Zero 22, p.22
Zero 22, page 22
part #8 of Danny Black Series
They drove in silence for a minute.
‘I don’t believe you,’ Bethany said.
‘Well, sweetheart, I guess I’ll have to learn to live with it. I believe your guy here has his orders to extract me from Amman, so I suggest we—’
‘Why wait?’ Bethany interrupted him. ‘If you know the President’s been trying to oust you, why haven’t you released the footage already, while you’re still in office?’
‘Isn’t that obvious?’
‘Not to me.’
‘The peace conference,’ Danny said.
‘It’s a big deal,’ the General said. ‘The Turks and the Kurds keep knocking chunks out of each other, it destabilises the whole region.’
‘It’s destabilised anyway,’ Danny said.
‘Right. So any chance we have of calming tensions goes to the dogs if these peace talks fail. Like it or not, I can bring the warring factions to the table. I know the decision makers. I can appeal to their better natures. End of the day, peace doesn’t happen through military action. It happens round the table. It happens with handshakes, not mortars. You just need to get the right guys in the room. Better or worse, I’m one of those guys.’ The General looked out of the side window. ‘Well,’ he said, ‘I was one of those guys. I guess they’re on their own now.’
There was silence as they drove on.
‘It’s what the Russians want,’ Danny said.
‘Huh?’ the General replied. His thoughts had obviously been elsewhere.
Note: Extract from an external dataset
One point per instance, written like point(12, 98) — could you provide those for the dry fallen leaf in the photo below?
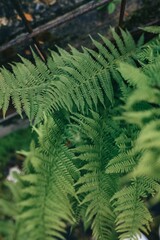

‘The Russians have been supporting the Syrian regime. The Syrians want the Kurds out of the way. So destabilising the peace process by taking you out – it’s what the Russians want.’
‘Oh sure,’ the General said. ‘Two birds, one stone. The President gets to put in a puppet to control the army, the Russians get to control the conflict in the Middle East. Lot of good reasons for sending a hot chick with a razor blade into my hotel room. Doesn’t mean they know I’m on to them about the deepfakes.’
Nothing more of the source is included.